Recent Publication: External validation and comparison of three prediction tools for risk of osteoporotic fractures using data from population based electronic health records: retrospective cohort study.

External validation and comparison of three prediction tools for risk of osteoporotic fractures using data from population based electronic health records: retrospective cohort study. BMJ, 2017. 356:i6755.

Dagan N, Cohen-Stavi C, Leventer-Roberts M, Balicer RD.

 

Objective: To directly compare the performance and externally validate the three most studied prediction tools for osteoporotic fractures—QFracture, FRAX, and Garvan—using data from electronic health records.

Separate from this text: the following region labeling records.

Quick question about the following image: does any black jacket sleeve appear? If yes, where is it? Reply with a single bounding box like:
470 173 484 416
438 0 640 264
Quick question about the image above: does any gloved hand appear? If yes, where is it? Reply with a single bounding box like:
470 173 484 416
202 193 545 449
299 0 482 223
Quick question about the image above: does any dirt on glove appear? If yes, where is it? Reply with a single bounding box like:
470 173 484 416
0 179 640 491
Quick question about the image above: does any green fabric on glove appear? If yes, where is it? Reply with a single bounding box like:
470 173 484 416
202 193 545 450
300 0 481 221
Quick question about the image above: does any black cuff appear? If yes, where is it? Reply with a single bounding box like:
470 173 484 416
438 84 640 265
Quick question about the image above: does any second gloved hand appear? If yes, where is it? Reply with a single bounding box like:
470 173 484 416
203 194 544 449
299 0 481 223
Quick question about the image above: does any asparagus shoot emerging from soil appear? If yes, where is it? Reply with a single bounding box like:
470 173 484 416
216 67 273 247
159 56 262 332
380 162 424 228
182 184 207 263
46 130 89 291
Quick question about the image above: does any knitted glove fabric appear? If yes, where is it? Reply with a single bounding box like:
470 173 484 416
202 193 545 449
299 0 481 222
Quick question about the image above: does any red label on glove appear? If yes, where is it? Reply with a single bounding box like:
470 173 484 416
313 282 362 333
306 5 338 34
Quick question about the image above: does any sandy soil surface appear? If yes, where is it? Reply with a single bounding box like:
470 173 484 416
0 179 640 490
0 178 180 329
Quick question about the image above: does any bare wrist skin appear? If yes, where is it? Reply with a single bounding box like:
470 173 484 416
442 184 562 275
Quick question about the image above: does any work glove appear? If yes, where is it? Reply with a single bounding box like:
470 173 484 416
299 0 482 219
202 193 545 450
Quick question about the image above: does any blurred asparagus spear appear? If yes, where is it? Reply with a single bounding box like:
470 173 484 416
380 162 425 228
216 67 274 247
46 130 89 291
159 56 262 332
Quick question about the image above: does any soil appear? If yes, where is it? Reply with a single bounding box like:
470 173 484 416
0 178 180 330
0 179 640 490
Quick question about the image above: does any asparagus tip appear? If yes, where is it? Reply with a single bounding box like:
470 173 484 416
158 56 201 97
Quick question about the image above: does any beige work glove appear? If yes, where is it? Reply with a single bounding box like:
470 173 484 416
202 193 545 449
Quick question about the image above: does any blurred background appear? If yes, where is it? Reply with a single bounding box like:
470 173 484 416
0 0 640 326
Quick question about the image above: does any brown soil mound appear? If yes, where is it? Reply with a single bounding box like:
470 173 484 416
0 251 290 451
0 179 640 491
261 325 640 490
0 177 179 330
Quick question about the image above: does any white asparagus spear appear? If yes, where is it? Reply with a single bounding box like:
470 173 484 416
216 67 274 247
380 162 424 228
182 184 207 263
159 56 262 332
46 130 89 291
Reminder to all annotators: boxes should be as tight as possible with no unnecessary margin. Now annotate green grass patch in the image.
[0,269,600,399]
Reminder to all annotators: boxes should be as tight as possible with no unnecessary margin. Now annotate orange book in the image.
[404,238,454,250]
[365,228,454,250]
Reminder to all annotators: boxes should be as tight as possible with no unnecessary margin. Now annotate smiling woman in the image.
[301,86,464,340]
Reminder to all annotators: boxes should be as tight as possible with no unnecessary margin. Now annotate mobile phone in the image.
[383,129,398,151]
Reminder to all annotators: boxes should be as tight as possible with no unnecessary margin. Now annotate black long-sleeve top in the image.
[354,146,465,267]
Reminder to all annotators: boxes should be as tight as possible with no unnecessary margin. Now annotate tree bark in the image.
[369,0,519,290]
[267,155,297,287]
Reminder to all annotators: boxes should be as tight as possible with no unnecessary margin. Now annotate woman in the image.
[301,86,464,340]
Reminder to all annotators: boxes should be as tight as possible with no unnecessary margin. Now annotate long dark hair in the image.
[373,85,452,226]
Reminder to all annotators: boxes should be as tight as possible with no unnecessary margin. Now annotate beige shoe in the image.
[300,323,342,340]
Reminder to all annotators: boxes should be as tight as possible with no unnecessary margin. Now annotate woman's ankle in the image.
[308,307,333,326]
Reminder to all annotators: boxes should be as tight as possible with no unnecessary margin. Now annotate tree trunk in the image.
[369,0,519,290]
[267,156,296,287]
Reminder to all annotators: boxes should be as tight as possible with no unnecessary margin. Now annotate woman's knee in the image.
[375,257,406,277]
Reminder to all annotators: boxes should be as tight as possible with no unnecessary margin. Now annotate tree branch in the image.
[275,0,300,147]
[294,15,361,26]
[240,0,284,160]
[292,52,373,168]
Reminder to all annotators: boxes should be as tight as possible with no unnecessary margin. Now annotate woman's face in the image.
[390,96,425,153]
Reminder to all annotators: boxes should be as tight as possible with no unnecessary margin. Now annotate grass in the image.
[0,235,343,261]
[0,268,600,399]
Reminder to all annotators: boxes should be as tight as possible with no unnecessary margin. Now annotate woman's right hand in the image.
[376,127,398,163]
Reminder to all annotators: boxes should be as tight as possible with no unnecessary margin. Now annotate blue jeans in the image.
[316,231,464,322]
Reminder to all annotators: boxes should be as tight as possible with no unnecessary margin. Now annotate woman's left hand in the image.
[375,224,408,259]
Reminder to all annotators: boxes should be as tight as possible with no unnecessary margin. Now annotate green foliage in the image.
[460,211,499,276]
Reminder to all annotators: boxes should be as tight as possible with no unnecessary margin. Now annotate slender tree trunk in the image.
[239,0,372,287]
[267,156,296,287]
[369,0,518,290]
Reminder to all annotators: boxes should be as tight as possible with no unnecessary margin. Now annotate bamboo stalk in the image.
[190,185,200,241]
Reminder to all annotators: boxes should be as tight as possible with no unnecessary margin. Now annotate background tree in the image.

Design: Retrospective cohort study.

Setting: Payer provider healthcare organisation in Israel.

Participants: 1 054 815 members aged 50 to 90 years for comparison between tools and cohorts of different age ranges, corresponding to those in each tools’ development study, for tool specific external validation.

Main outcome measure: First diagnosis of a major osteoporotic fracture (for QFracture and FRAX tools) and hip fractures (for all three tools) recorded in electronic health records from 2010 to 2014. Observed fracture rates were compared to probabilities predicted retrospectively as of 2010.

Results: The observed five year hip fracture rate was 2.7% and the rate for major osteoporotic fractures was 7.7%. The areas under the receiver operating curve (AUC) for hip fracture prediction were 82.7% for QFracture, 81.5% for FRAX, and 77.8% for Garvan. For major osteoporotic fractures, AUCs were 71.2% for QFracture and 71.4% for FRAX. All the tools underestimated the fracture risk, but the average observed to predicted ratios and the calibration slopes of FRAX were closest to 1. Tool specific validation analyses yielded hip fracture prediction AUCs of 88.0% for QFracture (among those aged 30-100 years), 81.5% for FRAX (50-90 years), and 71.2% for Garvan (60-95 years).

Conclusions: Both QFracture and FRAX had high discriminatory power for hip fracture prediction, with QFracture performing slightly better. This performance gap was more pronounced in previous studies, likely because of broader age inclusion criteria for QFracture validations. The simpler FRAX performed almost as well as QFracture for hip fracture prediction, and may have advantages if some of the input data required for QFracture are not available. However, both tools require calibration before implementation.